Now He was going home… In seven words the
years of labor and sorrow end: "While they beheld, He was taken up."…
There were no bells and banners on earth, but surely all the trumpets
on the other side sounded as they never sounded before… Surely the
chiming golden bells of heaven sang their welcome, and angel choirs
intoned the song of the throne: "Worthy is the Lamb that was slain to
receive power and riches and wisdomand strength."… On the anvils of
God the nails had been forged into the scepter of a king… "He was
taken up"… The angel hosts sweep to either side, leaving the way
clear to the Eternal Light that no longer blinds the eyes of us who
stand gazing after Him… He leads a procession which comes from the
ends of time and space, all the harvest of all the white fields the
world has ever known, the pilgrims of the night who come at last to the
dawn of an everlasting day… "He was taken up." The Child of the
manger, the praying heart on the starlit lanes of Galilee, the hunger
in the wilderness, the weariness of the Sychar Well, the tears of the
Garden and the Hill, the thirst of the Cross – all over now… The
robes of the Transfiguration once momentary, now clothe Him forever,
and angels and archangels sound the great doxology of the Waiting
Church: "Thine is the kingdom and the power and the glory forever and

An old story – perhaps too old for us to do more than
glimpse its glory… And yet – we ought to remember it more clearly…
It was the solemn moment in the story of God and man when the visible
Christ became the invisible Christ… From that hour everything
concerning Him became visible only to the eyes of faith… The final
line of demarcation in the world – between those who believe and those
who refuse to believe – was now clear… Men can say that all this is
not true and use the mind of man to reject the mind of God, or they can
know that God once walked among them and that they now have a Friend in
heaven who knows all that earth and time and pain can do to man…

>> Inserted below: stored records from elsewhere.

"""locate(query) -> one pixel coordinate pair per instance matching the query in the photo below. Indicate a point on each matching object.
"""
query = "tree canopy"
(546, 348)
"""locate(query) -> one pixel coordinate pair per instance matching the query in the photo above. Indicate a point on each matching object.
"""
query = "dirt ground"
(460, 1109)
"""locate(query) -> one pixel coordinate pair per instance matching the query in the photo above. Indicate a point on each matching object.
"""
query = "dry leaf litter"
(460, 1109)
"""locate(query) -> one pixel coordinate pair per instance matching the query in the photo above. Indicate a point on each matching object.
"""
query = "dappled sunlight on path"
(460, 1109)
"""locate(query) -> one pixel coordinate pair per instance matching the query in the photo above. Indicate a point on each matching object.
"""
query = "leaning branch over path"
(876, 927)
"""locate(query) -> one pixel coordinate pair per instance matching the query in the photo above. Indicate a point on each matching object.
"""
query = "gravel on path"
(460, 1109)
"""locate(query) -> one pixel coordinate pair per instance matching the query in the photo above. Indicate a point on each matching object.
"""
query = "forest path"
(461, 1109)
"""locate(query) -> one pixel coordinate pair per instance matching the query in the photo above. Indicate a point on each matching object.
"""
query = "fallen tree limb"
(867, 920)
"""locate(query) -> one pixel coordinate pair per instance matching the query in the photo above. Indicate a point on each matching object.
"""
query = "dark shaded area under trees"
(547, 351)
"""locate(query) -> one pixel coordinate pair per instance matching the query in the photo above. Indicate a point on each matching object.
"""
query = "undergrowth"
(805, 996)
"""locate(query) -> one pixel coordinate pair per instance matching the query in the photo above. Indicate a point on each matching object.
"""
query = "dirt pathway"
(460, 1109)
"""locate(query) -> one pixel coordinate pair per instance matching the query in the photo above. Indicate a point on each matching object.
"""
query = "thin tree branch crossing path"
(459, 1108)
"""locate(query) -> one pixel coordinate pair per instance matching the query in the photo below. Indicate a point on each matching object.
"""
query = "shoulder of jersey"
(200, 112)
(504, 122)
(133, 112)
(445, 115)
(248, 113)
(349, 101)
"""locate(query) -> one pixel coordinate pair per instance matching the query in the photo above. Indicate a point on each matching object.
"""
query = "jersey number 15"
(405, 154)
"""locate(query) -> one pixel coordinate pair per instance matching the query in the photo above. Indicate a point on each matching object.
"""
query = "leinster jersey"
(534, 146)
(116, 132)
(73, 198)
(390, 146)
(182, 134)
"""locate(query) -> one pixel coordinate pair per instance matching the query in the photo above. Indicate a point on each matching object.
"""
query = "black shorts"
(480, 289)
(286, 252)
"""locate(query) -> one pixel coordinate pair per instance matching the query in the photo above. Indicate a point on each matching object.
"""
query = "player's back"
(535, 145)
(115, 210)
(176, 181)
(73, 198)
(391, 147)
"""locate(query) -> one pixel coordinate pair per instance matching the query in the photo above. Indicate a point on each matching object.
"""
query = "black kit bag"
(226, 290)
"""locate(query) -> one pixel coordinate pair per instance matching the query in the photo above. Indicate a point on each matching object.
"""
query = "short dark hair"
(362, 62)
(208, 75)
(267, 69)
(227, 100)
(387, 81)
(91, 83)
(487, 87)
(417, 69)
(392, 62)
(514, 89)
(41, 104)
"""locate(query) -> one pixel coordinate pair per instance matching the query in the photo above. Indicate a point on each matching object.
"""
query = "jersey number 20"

Ascension did not take Jesus away… It brought heaven near… In the
realm in which He now reigns time and space have no meaning… There is
no up and down, no near and far, no darkness, and no distance in the
world of faith… He is as near as yesterday’s prayer, today’s joy,
tomorrow’s sorrow… His homecoming has made heaven a home for us who
still walk far from home… Wherefore stand we gazing into heaven?…
Our momentary task is here, but through the slow dimming of the years
we see the evening lamps of home tended by the pierced hands of Him who
has gone to prepare a place for us… Is there a better way to live -
or die? … All that we have to do now is believe and follow:

The lapping of the sea of death before his feet
Crept near; the wind was wild;
But he, who knew the One he came to meet,
Saw it and smiled.

Stepping without a hesitating word
Into the icy tide,
As if he saw the footprints of his Lord
Gleam at his side,

Borne up by Love that gave as he had given,
He crossed the midnight foam
And laid his hand upon the door of heaven
Like one returning home.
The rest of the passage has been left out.